Anthrogal11 t1_is7myux wrote
Reply to comment by ZSpectre in SARS-CoV2 enters the brain through the olfactory nerve in rhesus monkeys, causing neuroinflammation. The virus spread further into the brain in aging animals. by andyhfell
Thanks! I’m super curious both as an academic and because I have pretty awful allergic rhinitis all year (I know, the jokes write themselves). I’m triple vaxxed but I had just graduated at beginning of pandemic and worked in a service capacity throughout. My son got it and we live in close quarters. There was no isolation. I’ve managed to not catch it (so far). I’m so curious if the curse of severe allergies has potentially provided a benefit in terms of avoiding Covid. Thanks for your response and insights!
sgnirtStrings t1_is85na2 wrote
I'm 4x original vax and 1 new bivalent vax. Never gotten it before. Also a sufferer of severe allergies and allergic rhinitis for >10 years. That's my random data point.

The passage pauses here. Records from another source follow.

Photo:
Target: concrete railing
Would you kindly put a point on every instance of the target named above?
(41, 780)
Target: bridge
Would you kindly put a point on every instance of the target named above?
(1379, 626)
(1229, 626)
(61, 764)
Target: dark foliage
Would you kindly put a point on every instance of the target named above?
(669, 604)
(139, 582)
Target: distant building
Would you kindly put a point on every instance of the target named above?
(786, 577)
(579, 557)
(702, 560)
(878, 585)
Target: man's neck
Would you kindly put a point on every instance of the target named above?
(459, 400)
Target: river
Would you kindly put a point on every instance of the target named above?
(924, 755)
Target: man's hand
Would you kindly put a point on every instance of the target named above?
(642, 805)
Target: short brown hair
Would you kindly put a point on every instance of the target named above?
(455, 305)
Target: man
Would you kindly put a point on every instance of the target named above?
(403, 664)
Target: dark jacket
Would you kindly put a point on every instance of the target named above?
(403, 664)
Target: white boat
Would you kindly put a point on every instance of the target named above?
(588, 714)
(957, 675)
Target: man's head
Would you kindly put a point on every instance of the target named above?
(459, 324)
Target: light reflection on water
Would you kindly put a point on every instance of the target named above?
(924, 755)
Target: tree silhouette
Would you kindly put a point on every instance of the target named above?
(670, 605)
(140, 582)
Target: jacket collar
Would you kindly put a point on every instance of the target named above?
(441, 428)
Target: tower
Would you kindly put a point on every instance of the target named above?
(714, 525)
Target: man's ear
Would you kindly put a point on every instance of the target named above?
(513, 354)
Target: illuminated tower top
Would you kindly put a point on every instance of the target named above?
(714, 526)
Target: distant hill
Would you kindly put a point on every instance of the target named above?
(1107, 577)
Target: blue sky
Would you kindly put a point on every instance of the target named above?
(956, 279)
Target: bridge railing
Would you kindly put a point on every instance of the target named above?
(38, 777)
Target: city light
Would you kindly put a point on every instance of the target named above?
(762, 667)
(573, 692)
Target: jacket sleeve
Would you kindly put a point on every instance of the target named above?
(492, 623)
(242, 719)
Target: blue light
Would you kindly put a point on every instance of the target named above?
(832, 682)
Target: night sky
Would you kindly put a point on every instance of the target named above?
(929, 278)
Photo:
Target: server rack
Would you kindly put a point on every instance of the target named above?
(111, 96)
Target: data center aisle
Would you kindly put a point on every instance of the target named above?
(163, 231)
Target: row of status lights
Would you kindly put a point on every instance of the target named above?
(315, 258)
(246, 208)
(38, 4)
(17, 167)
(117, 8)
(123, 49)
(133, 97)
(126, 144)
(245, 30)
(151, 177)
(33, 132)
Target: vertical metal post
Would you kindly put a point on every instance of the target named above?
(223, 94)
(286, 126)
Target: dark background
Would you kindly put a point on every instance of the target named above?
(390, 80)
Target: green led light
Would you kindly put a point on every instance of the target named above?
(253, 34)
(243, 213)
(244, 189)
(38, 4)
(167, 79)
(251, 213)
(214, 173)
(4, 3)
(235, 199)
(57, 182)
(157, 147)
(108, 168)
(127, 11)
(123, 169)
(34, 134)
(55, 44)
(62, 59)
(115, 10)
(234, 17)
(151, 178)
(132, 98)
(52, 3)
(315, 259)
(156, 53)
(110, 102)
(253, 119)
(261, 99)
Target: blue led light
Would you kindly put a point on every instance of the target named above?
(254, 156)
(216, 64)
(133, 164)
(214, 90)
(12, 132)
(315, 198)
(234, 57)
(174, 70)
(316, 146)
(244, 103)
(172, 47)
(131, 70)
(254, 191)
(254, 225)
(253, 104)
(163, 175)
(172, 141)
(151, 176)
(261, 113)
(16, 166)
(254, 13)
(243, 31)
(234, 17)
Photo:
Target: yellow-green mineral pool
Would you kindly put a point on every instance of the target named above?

Random aside: I've been doing allergy shot immunotherapy for ~4 months and holy hell it works. My shallow research into a couple papers reveal a theory of how it might work: I'm simply exhausting the differentiated immune cells that I have for each specific allergen. And then after a certain length of time being consistently exposed, the cells start going "whoops I guess I give up, time to die". And that's possibly why allergic immunotherapy can cure people's allergies.
Just mentioning that because I wish someone told me about the treatment 10 years ago! Used to take 1-2 antihistamines a day. Now I take none. (And I'm talking allergies to 40+ different pollens in the area).
Anthrogal11 t1_is9si16 wrote
Thanks! I have talked to my allergist about this because I’m on prescription antihistamines twice a day. I’ll talk to them further. I appreciate your insights!